Projet PRODIVERSIDAD – Équateur

L’Équateur a vu le nombre de personnes migrantes et réfugiées exploser depuis le début de la crise sociale et politique au Venezuela. En 2022, c’est plus d’un demi-million de personnes qui sont entrées dans le pays, dont au moins 18’000 migrant·e·x·s LGBTIQ+. Des études estiment qu’un bon tiers sont sans emploi, victimes de multiples discriminations liées à leur statut migratoire et à leur orientation sexuelle ou identité de genre. Le projet ProDiversidad de l’ONG équatorienne Diálogo Diverso, soutenu par PRISMI, favorise l’autonomisation de personnes LGBTIQ + migrantes et équatoriennes. 

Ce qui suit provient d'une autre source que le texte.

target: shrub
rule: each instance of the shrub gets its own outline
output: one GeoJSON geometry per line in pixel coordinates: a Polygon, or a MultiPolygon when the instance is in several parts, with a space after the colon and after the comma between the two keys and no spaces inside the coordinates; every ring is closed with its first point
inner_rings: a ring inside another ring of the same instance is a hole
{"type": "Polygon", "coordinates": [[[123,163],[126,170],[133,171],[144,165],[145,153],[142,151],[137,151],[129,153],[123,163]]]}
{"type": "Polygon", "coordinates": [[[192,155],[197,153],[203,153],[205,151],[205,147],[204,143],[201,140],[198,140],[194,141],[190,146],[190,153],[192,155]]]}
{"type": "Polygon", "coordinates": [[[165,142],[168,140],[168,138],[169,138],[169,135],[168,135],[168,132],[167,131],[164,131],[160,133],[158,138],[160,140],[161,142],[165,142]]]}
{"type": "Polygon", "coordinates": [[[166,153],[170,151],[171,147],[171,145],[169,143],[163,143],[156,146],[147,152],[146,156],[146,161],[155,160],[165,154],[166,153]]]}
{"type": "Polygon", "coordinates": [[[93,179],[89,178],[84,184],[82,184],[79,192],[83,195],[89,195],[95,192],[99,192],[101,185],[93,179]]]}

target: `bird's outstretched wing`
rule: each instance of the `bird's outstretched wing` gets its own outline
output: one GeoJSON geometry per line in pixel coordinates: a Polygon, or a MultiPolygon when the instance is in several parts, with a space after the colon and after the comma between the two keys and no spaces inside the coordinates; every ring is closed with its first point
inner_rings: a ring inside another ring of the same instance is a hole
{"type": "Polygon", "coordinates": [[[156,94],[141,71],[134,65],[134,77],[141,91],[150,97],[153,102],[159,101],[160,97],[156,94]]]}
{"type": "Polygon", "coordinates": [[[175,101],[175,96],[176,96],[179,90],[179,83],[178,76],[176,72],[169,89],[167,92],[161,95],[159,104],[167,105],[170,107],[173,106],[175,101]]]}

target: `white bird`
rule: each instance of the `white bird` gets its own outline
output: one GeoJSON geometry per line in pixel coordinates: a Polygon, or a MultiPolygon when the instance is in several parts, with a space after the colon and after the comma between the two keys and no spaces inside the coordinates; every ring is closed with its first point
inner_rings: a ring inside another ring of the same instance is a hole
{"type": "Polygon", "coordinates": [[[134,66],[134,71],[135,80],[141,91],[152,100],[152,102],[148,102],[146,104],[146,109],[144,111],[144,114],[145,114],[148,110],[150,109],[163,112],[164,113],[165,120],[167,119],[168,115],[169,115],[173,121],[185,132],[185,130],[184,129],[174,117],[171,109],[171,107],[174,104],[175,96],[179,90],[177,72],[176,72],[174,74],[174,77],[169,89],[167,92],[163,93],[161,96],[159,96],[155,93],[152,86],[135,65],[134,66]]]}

Nous avons rencontré l’une d’entre elles, Siri Duque Aconcha, qui nous a parlé de son business et de son parcours personnel.

Rédaction: A.Tsingos

Salut Siri, peux-tu te présenter et parler de ton entreprise aux ami·e·x·s de PRISMI ?

¡Hola ! Je suis une femme trans* vénézuélienne. J’ai émigré en 2018 avec ma sœur et ma mère dans l’espoir d’un meilleur avenir. Lorsque la pandémie s’est invitée dans nos vies, je n’avais pas de travail et pas d’argent. Passionnée de bus depuis petite, j’ai rencontré Juan dans une rencontre de bus miniatures, on s’est bien entendu et on a décidé de travailler ensemble. J’ai commencé comme vendeuse et chargée des relations sur les réseaux sociaux, puis au fil des mois nous nous sommes associés. Aujourd’hui, nous construisons des bus miniatures et les vendons. La clientèle nous passe des commandes très spécifiques et lorsque nous fournissons le produit fini, on voit la nostalgie dans leurs yeux et la reconnaissance, c’est une grande source de motivation. En quatre ans, grâce à divers soutiens dont celui de ProDiversidad, notre entreprise a grandi et nous supervisons désormais une équipe de trois artisans et d’un dessinateur.  En une semaine, nous construisons jusqu’à 30 maquettes de bus et nous recevons désormais des commandes de l’étranger aussi (Mexique, Vénézuela, Espagne, Etats-Unis). Nous travaillons beaucoup et c’est difficile, mais notre entreprise est notre seule source de revenus et nous arrivons à nous en sortir. Je pense que le projet ProDiversidad va nous aider à renforcer notre entreprise.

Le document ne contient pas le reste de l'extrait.